For a peptide as complex as semaglutide, mass spectrometry identity confirmation is essential. The expected molecular weight is approximately 4,113.6 Da for the intact molecule. ESI-MS analysis under denaturing conditions will typically show a charge envelope of multiply-charged ions from which the molecular weight can be calculated.

A confirmed molecular weight match — within instrument-appropriate tolerance — establishes that the dominant compound in the sample is semaglutide, not an analogue, degradation product, or unrelated compound.

What to Look for in a Semaglutide Test Report

A complete independent analysis of a semaglutide sample should include:

• RP-HPLC purity result with the method specified (column type, gradient, detection wavelength)
• Chromatogram image showing peak profile
• ESI-MS or MALDI-TOF data confirming the molecular weight
• Laboratory name, accreditation, and contact details
• Sample batch or lot number and testing date
• A means to verify the report is authentic

At Peptest, semaglutide analyses include all of the above. Every report is verifiable online with a unique order number and password, and includes a photograph of the physical sample as received from the client.

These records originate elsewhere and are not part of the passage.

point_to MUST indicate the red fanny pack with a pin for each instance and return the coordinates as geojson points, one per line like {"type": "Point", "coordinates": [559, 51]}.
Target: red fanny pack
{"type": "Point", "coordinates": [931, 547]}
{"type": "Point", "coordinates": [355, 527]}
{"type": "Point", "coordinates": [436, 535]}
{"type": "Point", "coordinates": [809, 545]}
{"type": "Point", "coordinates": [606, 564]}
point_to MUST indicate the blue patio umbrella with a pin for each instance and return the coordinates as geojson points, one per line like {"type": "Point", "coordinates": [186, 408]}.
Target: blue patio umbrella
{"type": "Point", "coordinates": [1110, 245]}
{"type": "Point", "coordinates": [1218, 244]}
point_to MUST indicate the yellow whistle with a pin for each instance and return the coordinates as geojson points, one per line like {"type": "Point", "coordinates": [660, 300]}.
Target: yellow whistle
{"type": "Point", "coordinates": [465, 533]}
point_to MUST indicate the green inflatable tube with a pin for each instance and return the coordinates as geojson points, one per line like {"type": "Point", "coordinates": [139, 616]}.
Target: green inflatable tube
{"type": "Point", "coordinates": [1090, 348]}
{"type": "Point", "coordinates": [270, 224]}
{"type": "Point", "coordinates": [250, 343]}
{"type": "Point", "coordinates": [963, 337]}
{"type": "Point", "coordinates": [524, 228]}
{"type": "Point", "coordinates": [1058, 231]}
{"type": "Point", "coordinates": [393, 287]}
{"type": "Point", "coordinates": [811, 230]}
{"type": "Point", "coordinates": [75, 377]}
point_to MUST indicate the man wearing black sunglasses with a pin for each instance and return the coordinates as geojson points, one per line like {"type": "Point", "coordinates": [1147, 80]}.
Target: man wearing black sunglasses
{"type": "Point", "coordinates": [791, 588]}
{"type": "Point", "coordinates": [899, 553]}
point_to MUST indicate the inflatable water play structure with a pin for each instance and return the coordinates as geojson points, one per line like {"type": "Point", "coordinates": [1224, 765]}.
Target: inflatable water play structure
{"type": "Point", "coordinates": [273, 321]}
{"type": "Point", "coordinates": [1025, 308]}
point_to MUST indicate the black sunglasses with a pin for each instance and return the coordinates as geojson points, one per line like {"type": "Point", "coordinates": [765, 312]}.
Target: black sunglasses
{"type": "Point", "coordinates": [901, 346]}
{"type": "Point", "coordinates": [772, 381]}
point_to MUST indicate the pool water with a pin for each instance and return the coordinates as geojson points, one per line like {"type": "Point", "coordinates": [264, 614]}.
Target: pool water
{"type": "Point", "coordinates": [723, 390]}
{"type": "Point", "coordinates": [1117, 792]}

What No Test Can Guarantee

Independent laboratory analysis provides the most reliable evidence available about the composition of a specific sample. It does not certify an entire batch, guarantee long-term stability, or account for post-testing handling conditions.

These limitations do not diminish the value of testing — they define its scope. A verified CoA from an accredited laboratory is a meaningful, evidence-based assessment of a specific sample at a specific point in time. That remains the most reliable basis for any informed decision about research material quality.